Take a Seat on a Bench Made from 5,000 Recycled Metrocards


Photos Courtesy of Stephen Shaheen

In New York's subways, you see a lot of discarded Metrocards. It's sad, not only because most people drop them on the floor rather than in a trash can, but because the cards are rechargeable, and there's no good reason to dispose of them in the first place. But NYC-based artist and designer Stephen Shaheen has come up with a unique way to recycle old cards, or at least 5,000 of them: he's made a one of a kind bench.

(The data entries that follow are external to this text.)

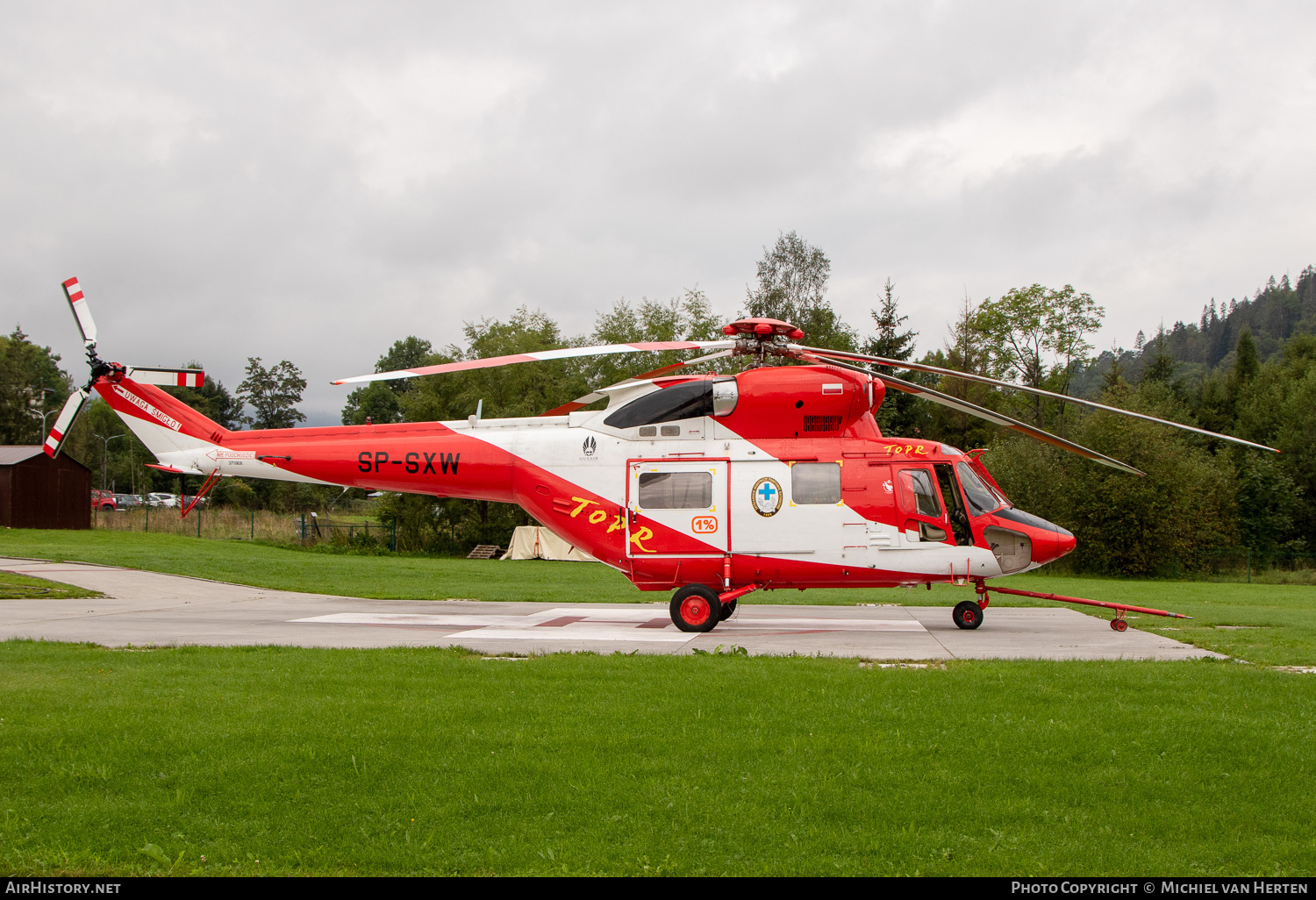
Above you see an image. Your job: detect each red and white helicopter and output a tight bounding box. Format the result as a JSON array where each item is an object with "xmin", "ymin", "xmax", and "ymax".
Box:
[{"xmin": 46, "ymin": 279, "xmax": 1278, "ymax": 632}]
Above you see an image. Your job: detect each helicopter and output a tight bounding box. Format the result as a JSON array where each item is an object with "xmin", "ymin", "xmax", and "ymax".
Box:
[{"xmin": 45, "ymin": 278, "xmax": 1278, "ymax": 632}]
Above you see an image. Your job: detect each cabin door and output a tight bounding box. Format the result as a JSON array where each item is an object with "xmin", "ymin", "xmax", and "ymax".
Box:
[{"xmin": 626, "ymin": 460, "xmax": 731, "ymax": 557}]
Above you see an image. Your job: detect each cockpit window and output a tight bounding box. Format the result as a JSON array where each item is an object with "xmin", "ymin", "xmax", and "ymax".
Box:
[
  {"xmin": 900, "ymin": 468, "xmax": 941, "ymax": 518},
  {"xmin": 955, "ymin": 463, "xmax": 1000, "ymax": 516},
  {"xmin": 603, "ymin": 381, "xmax": 713, "ymax": 428}
]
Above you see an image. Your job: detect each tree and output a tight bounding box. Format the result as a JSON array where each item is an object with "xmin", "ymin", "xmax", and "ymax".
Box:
[
  {"xmin": 0, "ymin": 326, "xmax": 70, "ymax": 445},
  {"xmin": 1142, "ymin": 324, "xmax": 1177, "ymax": 384},
  {"xmin": 976, "ymin": 284, "xmax": 1105, "ymax": 425},
  {"xmin": 745, "ymin": 232, "xmax": 858, "ymax": 350},
  {"xmin": 1234, "ymin": 326, "xmax": 1261, "ymax": 386},
  {"xmin": 569, "ymin": 287, "xmax": 726, "ymax": 389},
  {"xmin": 237, "ymin": 357, "xmax": 307, "ymax": 429},
  {"xmin": 923, "ymin": 294, "xmax": 997, "ymax": 449},
  {"xmin": 863, "ymin": 278, "xmax": 932, "ymax": 436},
  {"xmin": 863, "ymin": 278, "xmax": 919, "ymax": 361},
  {"xmin": 342, "ymin": 334, "xmax": 434, "ymax": 425}
]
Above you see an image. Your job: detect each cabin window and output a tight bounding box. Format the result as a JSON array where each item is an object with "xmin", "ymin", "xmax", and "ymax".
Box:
[
  {"xmin": 603, "ymin": 381, "xmax": 713, "ymax": 428},
  {"xmin": 934, "ymin": 463, "xmax": 974, "ymax": 547},
  {"xmin": 791, "ymin": 463, "xmax": 841, "ymax": 505},
  {"xmin": 955, "ymin": 463, "xmax": 1000, "ymax": 516},
  {"xmin": 640, "ymin": 473, "xmax": 713, "ymax": 510},
  {"xmin": 900, "ymin": 468, "xmax": 941, "ymax": 518}
]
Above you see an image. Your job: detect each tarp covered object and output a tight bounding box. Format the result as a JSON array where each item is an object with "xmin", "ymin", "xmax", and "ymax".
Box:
[{"xmin": 503, "ymin": 525, "xmax": 597, "ymax": 562}]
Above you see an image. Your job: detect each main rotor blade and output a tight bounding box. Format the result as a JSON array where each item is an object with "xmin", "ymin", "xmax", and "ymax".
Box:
[
  {"xmin": 789, "ymin": 345, "xmax": 1279, "ymax": 453},
  {"xmin": 540, "ymin": 350, "xmax": 732, "ymax": 416},
  {"xmin": 63, "ymin": 278, "xmax": 97, "ymax": 346},
  {"xmin": 331, "ymin": 341, "xmax": 736, "ymax": 384},
  {"xmin": 800, "ymin": 353, "xmax": 1147, "ymax": 475},
  {"xmin": 128, "ymin": 366, "xmax": 205, "ymax": 387},
  {"xmin": 45, "ymin": 389, "xmax": 89, "ymax": 457}
]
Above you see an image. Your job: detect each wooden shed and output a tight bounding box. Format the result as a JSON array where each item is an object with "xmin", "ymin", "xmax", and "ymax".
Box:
[{"xmin": 0, "ymin": 445, "xmax": 91, "ymax": 528}]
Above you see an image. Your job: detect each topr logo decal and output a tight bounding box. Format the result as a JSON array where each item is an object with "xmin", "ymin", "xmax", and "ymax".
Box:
[
  {"xmin": 115, "ymin": 384, "xmax": 183, "ymax": 432},
  {"xmin": 749, "ymin": 478, "xmax": 782, "ymax": 518}
]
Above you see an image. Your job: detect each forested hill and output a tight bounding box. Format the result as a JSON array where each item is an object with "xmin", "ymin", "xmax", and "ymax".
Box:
[{"xmin": 1073, "ymin": 266, "xmax": 1316, "ymax": 397}]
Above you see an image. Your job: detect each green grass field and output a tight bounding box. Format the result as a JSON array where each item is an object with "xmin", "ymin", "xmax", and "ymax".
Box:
[
  {"xmin": 0, "ymin": 529, "xmax": 1316, "ymax": 666},
  {"xmin": 0, "ymin": 642, "xmax": 1316, "ymax": 875}
]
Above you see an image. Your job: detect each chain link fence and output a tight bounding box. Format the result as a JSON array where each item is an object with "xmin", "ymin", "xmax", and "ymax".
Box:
[
  {"xmin": 92, "ymin": 507, "xmax": 397, "ymax": 550},
  {"xmin": 1166, "ymin": 547, "xmax": 1316, "ymax": 584}
]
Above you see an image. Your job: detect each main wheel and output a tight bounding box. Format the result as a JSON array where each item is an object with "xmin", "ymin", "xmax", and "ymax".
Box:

Measuring 48" x 18" x 18" and made of the cards, various types of glue, and an armature of 1/8" steel, the aptly-named Metrobench is an homage to the Big Apple's public transportation system and an outstanding example of how everyday objects can be recycled instead of thrown away. To collect the cards, Shaheen used Craigslist to assemble a team to help him; they had all 5,000 in just a week. Of his work, Shaheen says:

I was inspired to use these discarded objects--at once very personal and expendable--in a way that reflects the manner in which mass transit joins many diverse lives into a single moment or path together.

And as New York begins to introduce smart, contact-less cards to replace the Metrocards (which are swiped), Shaheen will have a lot more raw material to produce more benches.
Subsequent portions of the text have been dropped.